In May of 2012, an interesting panel will share its members’ thoughts with a carefully-selected audience, one that has been invited to take part in a special program That program will have a biomedical theme. The theme for that planned event is meant to bring together a community of medical and religious professionals. Every one of those experts will address this topic: Spirituality and Medicine-Toward an Integrative Approach.
This effort demonstrates an understanding of how to provide a patient and his or her family with total comfort. That requires more than an assurance of future wellness. It demands the ability to aid a family’s retention of spiritual wellness.
In order to achieve that end, several members of the biomedical field will come together with leaders from different faith groups. For example, there will be physicians sitting next to chaplains on the announced panel. Other members of that seated group will be those who have pursued a career in social work or psychology.

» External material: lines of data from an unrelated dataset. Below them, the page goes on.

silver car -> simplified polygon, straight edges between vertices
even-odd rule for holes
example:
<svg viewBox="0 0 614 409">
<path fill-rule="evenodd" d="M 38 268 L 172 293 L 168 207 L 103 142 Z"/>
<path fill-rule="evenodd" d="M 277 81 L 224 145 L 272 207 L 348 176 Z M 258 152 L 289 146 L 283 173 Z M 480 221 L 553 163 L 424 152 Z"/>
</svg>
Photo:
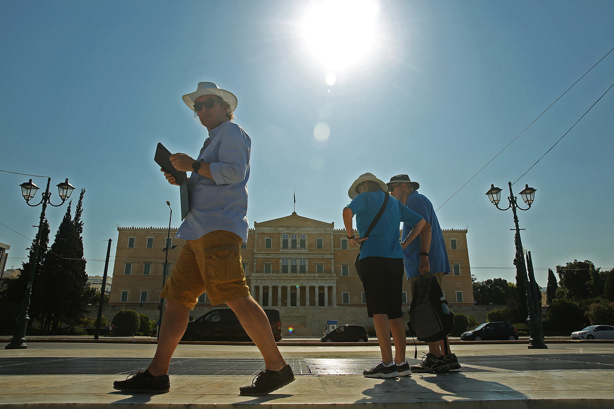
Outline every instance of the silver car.
<svg viewBox="0 0 614 409">
<path fill-rule="evenodd" d="M 572 340 L 614 340 L 614 327 L 591 325 L 581 331 L 572 332 Z"/>
</svg>

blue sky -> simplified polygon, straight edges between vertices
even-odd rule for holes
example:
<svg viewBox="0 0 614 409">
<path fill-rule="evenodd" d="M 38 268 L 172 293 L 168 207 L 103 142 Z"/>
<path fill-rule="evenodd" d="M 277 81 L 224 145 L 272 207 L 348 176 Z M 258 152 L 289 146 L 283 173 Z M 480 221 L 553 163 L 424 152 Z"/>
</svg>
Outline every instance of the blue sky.
<svg viewBox="0 0 614 409">
<path fill-rule="evenodd" d="M 438 208 L 614 47 L 612 1 L 388 0 L 376 2 L 355 44 L 333 30 L 320 45 L 333 55 L 356 47 L 333 67 L 308 46 L 303 21 L 315 3 L 2 1 L 0 169 L 86 189 L 87 271 L 100 275 L 95 260 L 117 224 L 164 227 L 167 200 L 180 224 L 178 193 L 152 158 L 158 142 L 198 153 L 206 129 L 181 96 L 212 81 L 237 96 L 236 122 L 252 138 L 250 226 L 292 213 L 295 189 L 298 214 L 342 228 L 348 188 L 365 172 L 386 182 L 408 174 Z M 332 17 L 341 34 L 347 13 L 359 20 L 362 6 L 352 4 Z M 605 92 L 613 72 L 614 52 L 438 211 L 443 228 L 468 226 L 478 280 L 515 275 L 511 212 L 488 201 L 491 183 L 505 202 L 507 182 Z M 614 266 L 613 108 L 610 91 L 514 185 L 516 194 L 525 183 L 537 189 L 519 218 L 542 285 L 548 267 L 574 259 Z M 328 137 L 315 137 L 318 124 Z M 0 223 L 29 238 L 0 226 L 7 268 L 21 266 L 36 234 L 40 207 L 18 186 L 28 178 L 0 172 Z M 65 210 L 47 209 L 52 234 Z"/>
</svg>

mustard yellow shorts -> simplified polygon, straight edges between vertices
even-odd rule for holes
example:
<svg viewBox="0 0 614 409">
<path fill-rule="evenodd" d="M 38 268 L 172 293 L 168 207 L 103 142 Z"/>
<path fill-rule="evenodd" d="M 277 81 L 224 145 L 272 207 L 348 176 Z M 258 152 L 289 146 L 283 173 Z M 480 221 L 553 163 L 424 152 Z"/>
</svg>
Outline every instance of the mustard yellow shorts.
<svg viewBox="0 0 614 409">
<path fill-rule="evenodd" d="M 433 277 L 437 279 L 437 283 L 439 284 L 439 286 L 441 286 L 441 280 L 443 280 L 443 272 L 440 273 L 433 273 Z M 410 294 L 413 296 L 414 294 L 414 286 L 416 283 L 418 282 L 418 280 L 420 279 L 420 276 L 417 275 L 415 277 L 411 277 L 407 279 L 407 281 L 410 282 Z"/>
<path fill-rule="evenodd" d="M 249 296 L 241 263 L 242 242 L 224 230 L 185 240 L 160 297 L 177 300 L 193 310 L 205 292 L 213 305 Z"/>
</svg>

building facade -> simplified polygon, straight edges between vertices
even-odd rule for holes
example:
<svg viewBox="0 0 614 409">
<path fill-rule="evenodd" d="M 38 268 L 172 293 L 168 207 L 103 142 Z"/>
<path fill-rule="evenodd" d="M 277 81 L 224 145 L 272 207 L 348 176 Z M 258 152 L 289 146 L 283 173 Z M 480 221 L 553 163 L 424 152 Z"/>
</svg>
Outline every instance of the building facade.
<svg viewBox="0 0 614 409">
<path fill-rule="evenodd" d="M 453 311 L 455 305 L 473 304 L 467 231 L 443 231 L 451 273 L 441 287 Z M 109 305 L 150 305 L 155 309 L 160 301 L 165 269 L 162 249 L 177 245 L 168 251 L 168 277 L 183 240 L 173 238 L 176 229 L 171 229 L 168 243 L 168 229 L 118 227 L 118 232 Z M 241 259 L 254 298 L 263 308 L 281 310 L 284 335 L 311 335 L 320 334 L 328 320 L 340 325 L 373 326 L 367 316 L 362 283 L 354 267 L 358 250 L 348 243 L 344 229 L 293 212 L 254 223 L 247 243 L 242 246 Z M 403 296 L 406 315 L 411 301 L 406 281 Z M 213 307 L 203 294 L 193 318 Z"/>
</svg>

The program’s design is meant to encourage a good deal of give and take. The panelists do not claim to have all the answers. In fact, each of them welcomes input from the audience, especially when it includes mention of some new ideas.

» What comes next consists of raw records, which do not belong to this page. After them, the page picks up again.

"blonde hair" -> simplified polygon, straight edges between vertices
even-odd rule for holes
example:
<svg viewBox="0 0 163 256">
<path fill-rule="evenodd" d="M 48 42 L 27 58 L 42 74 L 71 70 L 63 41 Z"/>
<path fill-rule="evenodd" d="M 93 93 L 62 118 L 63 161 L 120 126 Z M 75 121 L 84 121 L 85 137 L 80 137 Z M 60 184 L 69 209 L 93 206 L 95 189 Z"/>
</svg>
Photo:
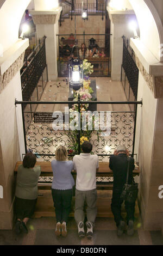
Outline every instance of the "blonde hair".
<svg viewBox="0 0 163 256">
<path fill-rule="evenodd" d="M 67 149 L 64 146 L 59 146 L 55 150 L 57 161 L 66 161 L 68 156 Z"/>
</svg>

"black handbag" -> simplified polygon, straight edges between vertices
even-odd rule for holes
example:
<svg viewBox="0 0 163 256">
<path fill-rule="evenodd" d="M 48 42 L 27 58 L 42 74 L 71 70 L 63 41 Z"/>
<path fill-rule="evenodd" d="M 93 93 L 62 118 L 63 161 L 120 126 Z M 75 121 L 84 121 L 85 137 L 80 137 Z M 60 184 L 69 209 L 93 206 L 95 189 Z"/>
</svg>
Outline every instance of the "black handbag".
<svg viewBox="0 0 163 256">
<path fill-rule="evenodd" d="M 123 187 L 123 190 L 120 196 L 120 198 L 123 201 L 124 200 L 129 203 L 135 203 L 138 194 L 138 183 L 135 183 L 134 179 L 131 184 L 128 184 L 128 176 L 129 176 L 129 170 L 130 166 L 130 158 L 128 157 L 128 167 L 127 167 L 127 173 L 126 183 L 124 184 Z"/>
</svg>

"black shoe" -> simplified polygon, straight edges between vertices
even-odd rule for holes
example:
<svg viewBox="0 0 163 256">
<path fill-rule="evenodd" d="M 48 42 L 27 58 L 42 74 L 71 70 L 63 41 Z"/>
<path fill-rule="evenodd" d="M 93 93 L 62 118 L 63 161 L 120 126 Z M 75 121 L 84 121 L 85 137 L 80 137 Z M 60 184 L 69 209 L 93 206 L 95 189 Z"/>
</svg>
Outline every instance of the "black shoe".
<svg viewBox="0 0 163 256">
<path fill-rule="evenodd" d="M 87 221 L 86 222 L 87 227 L 86 236 L 88 239 L 91 239 L 93 236 L 93 226 L 91 222 Z"/>
<path fill-rule="evenodd" d="M 21 222 L 20 221 L 17 221 L 16 223 L 16 227 L 15 227 L 15 232 L 16 235 L 19 235 L 21 233 Z"/>
<path fill-rule="evenodd" d="M 83 238 L 85 236 L 85 233 L 84 230 L 84 223 L 82 221 L 78 224 L 78 235 L 80 238 Z"/>
<path fill-rule="evenodd" d="M 120 236 L 123 233 L 125 227 L 125 222 L 124 221 L 121 221 L 120 225 L 117 229 L 117 236 Z"/>
<path fill-rule="evenodd" d="M 26 225 L 23 221 L 22 222 L 21 229 L 26 234 L 27 234 L 28 232 Z"/>
<path fill-rule="evenodd" d="M 133 235 L 134 233 L 134 221 L 132 220 L 130 220 L 128 222 L 127 234 L 128 235 Z"/>
</svg>

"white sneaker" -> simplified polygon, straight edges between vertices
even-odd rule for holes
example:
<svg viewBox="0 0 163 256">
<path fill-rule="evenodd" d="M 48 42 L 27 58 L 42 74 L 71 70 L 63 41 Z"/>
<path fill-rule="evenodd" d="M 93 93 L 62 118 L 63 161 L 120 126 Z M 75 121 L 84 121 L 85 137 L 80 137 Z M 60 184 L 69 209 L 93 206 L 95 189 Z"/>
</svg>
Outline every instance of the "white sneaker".
<svg viewBox="0 0 163 256">
<path fill-rule="evenodd" d="M 78 235 L 80 238 L 83 238 L 85 236 L 85 233 L 84 230 L 84 222 L 80 221 L 78 225 Z"/>
<path fill-rule="evenodd" d="M 67 229 L 66 229 L 66 222 L 63 221 L 61 224 L 61 234 L 62 236 L 66 236 L 67 235 Z"/>
<path fill-rule="evenodd" d="M 93 236 L 93 226 L 90 221 L 86 222 L 87 227 L 86 236 L 89 239 L 91 239 Z"/>
<path fill-rule="evenodd" d="M 55 230 L 55 235 L 57 236 L 59 236 L 61 234 L 61 224 L 60 222 L 57 222 L 56 224 L 56 228 Z"/>
</svg>

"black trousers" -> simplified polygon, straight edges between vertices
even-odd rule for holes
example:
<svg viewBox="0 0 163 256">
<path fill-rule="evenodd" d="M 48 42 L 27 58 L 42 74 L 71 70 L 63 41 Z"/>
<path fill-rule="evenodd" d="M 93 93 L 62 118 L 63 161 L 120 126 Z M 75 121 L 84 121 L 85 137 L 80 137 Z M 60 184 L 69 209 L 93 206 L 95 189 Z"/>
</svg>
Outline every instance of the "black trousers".
<svg viewBox="0 0 163 256">
<path fill-rule="evenodd" d="M 114 220 L 117 227 L 119 225 L 120 221 L 123 220 L 123 218 L 121 216 L 121 205 L 123 203 L 123 200 L 122 200 L 120 199 L 121 192 L 121 189 L 113 190 L 111 204 L 111 208 L 114 216 Z M 127 212 L 127 224 L 128 224 L 130 220 L 134 221 L 135 203 L 130 204 L 125 202 L 124 204 Z"/>
<path fill-rule="evenodd" d="M 59 190 L 52 188 L 57 222 L 67 222 L 71 208 L 73 190 Z"/>
</svg>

It is hoped that those new ideas will motivate an investigation into those techniques that should prove most useful. Such techniques ought to aid the development of a string of best practices. That should help to guarantee the attainment of wellness for a larger number of patients and their families.

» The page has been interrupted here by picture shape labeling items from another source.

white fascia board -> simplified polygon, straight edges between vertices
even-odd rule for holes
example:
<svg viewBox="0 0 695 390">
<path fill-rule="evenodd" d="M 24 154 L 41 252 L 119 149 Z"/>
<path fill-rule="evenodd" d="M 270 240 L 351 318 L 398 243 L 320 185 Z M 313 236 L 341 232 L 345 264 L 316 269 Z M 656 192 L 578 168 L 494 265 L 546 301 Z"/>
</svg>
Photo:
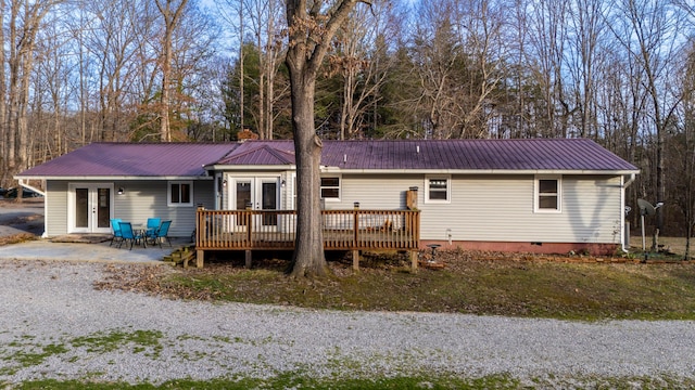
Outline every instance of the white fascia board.
<svg viewBox="0 0 695 390">
<path fill-rule="evenodd" d="M 325 173 L 390 173 L 390 174 L 636 174 L 639 170 L 567 170 L 567 169 L 341 169 L 321 167 Z"/>
<path fill-rule="evenodd" d="M 295 165 L 277 165 L 277 166 L 262 166 L 262 165 L 243 165 L 243 166 L 227 166 L 227 165 L 212 165 L 205 167 L 205 169 L 214 171 L 233 172 L 233 171 L 289 171 L 296 170 Z"/>
<path fill-rule="evenodd" d="M 34 176 L 15 176 L 17 180 L 99 180 L 99 181 L 124 181 L 124 180 L 213 180 L 211 176 L 197 176 L 197 177 L 179 177 L 179 176 L 164 176 L 164 177 L 100 177 L 100 176 L 65 176 L 65 177 L 34 177 Z"/>
</svg>

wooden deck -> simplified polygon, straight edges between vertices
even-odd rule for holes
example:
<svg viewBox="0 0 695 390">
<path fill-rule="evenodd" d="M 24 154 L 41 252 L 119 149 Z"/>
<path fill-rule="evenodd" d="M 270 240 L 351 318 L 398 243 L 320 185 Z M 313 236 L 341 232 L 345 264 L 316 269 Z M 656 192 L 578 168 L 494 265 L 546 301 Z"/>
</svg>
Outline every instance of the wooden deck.
<svg viewBox="0 0 695 390">
<path fill-rule="evenodd" d="M 359 250 L 408 250 L 416 256 L 420 213 L 414 210 L 324 210 L 324 248 L 352 250 L 357 266 Z M 205 210 L 195 218 L 198 266 L 207 250 L 293 250 L 294 210 Z M 417 261 L 413 260 L 416 264 Z"/>
</svg>

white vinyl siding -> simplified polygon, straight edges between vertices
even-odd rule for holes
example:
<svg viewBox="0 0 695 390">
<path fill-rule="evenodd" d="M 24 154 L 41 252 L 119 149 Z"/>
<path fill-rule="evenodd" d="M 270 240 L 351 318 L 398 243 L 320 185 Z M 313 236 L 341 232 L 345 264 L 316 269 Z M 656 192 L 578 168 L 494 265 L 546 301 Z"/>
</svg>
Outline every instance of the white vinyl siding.
<svg viewBox="0 0 695 390">
<path fill-rule="evenodd" d="M 340 202 L 340 190 L 342 180 L 338 174 L 327 174 L 321 177 L 320 194 L 326 202 Z"/>
<path fill-rule="evenodd" d="M 421 186 L 422 174 L 397 178 L 378 174 L 343 174 L 340 203 L 330 209 L 404 209 L 405 191 Z M 379 183 L 375 185 L 375 183 Z M 564 176 L 558 213 L 534 212 L 535 177 L 452 176 L 451 203 L 425 202 L 418 191 L 422 239 L 609 243 L 620 242 L 620 177 Z"/>
<path fill-rule="evenodd" d="M 46 235 L 53 237 L 67 234 L 67 182 L 47 181 L 46 183 Z"/>
</svg>

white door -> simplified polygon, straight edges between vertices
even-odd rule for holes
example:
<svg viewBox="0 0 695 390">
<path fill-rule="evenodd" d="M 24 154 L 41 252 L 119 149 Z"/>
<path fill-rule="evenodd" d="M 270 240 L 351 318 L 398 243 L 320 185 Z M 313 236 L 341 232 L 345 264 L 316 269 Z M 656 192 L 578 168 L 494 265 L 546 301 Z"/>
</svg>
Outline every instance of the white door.
<svg viewBox="0 0 695 390">
<path fill-rule="evenodd" d="M 230 205 L 236 210 L 277 210 L 280 198 L 279 181 L 278 177 L 233 179 Z M 238 227 L 244 224 L 243 221 L 237 221 Z M 253 225 L 277 226 L 277 217 L 273 214 L 258 217 L 253 221 Z"/>
<path fill-rule="evenodd" d="M 70 184 L 68 233 L 111 233 L 112 217 L 113 184 Z"/>
</svg>

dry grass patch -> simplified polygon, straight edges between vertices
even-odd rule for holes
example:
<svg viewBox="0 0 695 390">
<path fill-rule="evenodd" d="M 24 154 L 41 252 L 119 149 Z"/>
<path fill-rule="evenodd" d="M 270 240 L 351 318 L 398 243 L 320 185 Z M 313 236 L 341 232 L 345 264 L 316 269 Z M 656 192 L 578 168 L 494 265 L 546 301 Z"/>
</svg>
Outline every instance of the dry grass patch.
<svg viewBox="0 0 695 390">
<path fill-rule="evenodd" d="M 110 265 L 98 288 L 173 299 L 220 300 L 333 310 L 388 310 L 539 316 L 570 320 L 695 320 L 695 264 L 564 263 L 477 260 L 442 253 L 446 268 L 407 272 L 407 260 L 376 255 L 351 269 L 329 262 L 332 276 L 294 281 L 287 259 L 210 262 L 204 269 Z"/>
</svg>

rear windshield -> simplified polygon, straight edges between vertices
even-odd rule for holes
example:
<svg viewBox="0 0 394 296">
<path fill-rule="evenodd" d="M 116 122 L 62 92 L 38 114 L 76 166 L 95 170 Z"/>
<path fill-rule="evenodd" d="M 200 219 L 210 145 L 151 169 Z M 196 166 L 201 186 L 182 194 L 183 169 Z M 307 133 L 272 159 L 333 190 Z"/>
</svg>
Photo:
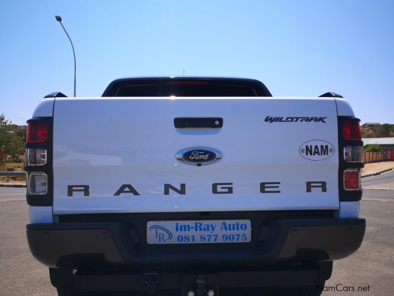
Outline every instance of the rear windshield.
<svg viewBox="0 0 394 296">
<path fill-rule="evenodd" d="M 256 97 L 252 87 L 240 85 L 125 85 L 115 97 Z"/>
<path fill-rule="evenodd" d="M 270 96 L 259 83 L 239 81 L 138 81 L 113 83 L 104 97 Z"/>
</svg>

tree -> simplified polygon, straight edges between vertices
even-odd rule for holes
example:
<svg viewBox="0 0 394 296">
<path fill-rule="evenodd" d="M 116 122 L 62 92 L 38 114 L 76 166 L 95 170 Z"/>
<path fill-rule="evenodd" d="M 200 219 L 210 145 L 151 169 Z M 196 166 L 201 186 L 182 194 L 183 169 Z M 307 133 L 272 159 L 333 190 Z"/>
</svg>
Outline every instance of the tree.
<svg viewBox="0 0 394 296">
<path fill-rule="evenodd" d="M 24 150 L 21 132 L 16 125 L 5 119 L 4 114 L 0 115 L 0 164 L 21 162 L 19 156 Z"/>
<path fill-rule="evenodd" d="M 383 152 L 383 148 L 377 144 L 369 144 L 364 147 L 365 152 Z"/>
</svg>

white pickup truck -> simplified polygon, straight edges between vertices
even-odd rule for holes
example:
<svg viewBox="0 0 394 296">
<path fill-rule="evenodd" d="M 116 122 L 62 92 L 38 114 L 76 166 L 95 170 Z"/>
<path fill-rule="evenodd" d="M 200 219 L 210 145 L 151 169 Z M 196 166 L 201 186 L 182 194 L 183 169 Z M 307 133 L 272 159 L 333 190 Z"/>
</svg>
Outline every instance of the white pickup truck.
<svg viewBox="0 0 394 296">
<path fill-rule="evenodd" d="M 359 122 L 251 79 L 54 93 L 28 121 L 32 253 L 61 296 L 320 295 L 364 236 Z"/>
</svg>

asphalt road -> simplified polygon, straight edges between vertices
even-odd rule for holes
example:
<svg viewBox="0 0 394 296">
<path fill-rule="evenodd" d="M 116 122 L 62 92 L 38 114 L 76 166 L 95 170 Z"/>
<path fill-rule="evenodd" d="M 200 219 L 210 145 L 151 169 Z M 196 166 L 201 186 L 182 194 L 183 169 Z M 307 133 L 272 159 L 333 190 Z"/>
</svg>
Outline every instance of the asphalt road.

No doubt a good deal of time will be devoted to conditions that force a family to watch the slow death of a loved one. Cancer is one such condition, as is Alzheimer’s. Chaplains and other religious leaders understand how difficult it can be for families to watch a loved one move steadily closer to the day of his or her death.
Sometimes, that circumstance forces the medical professionals to ask certain questions, such as whether or not to put a patient on life support. The planned conference is meant to prepare families for making that type of hard decision. It should also help them to deal with any grief, following the passing of a friend or relative.
The panelists realize that there is no one way to display one’s grief. Some make a very visual display of their feelings, others grieve in quiet. The correct approach is the one that helps to heal the grieving individual.
It might be something that helps to restore the meaning in his or her life. It might be a method for releasing pent-up energy. Either would be acceptable. Either should be healthful and helpful.
Too often those men and women who toil in a biomedical lab give little thought to the thinking of the patients who have the disorder that the researchers are studying. For that reason, those researchers can benefit from contact with religious leaders. In that way, each can see more clearly the obvious significance of the findings made by any group of dedicated investigators.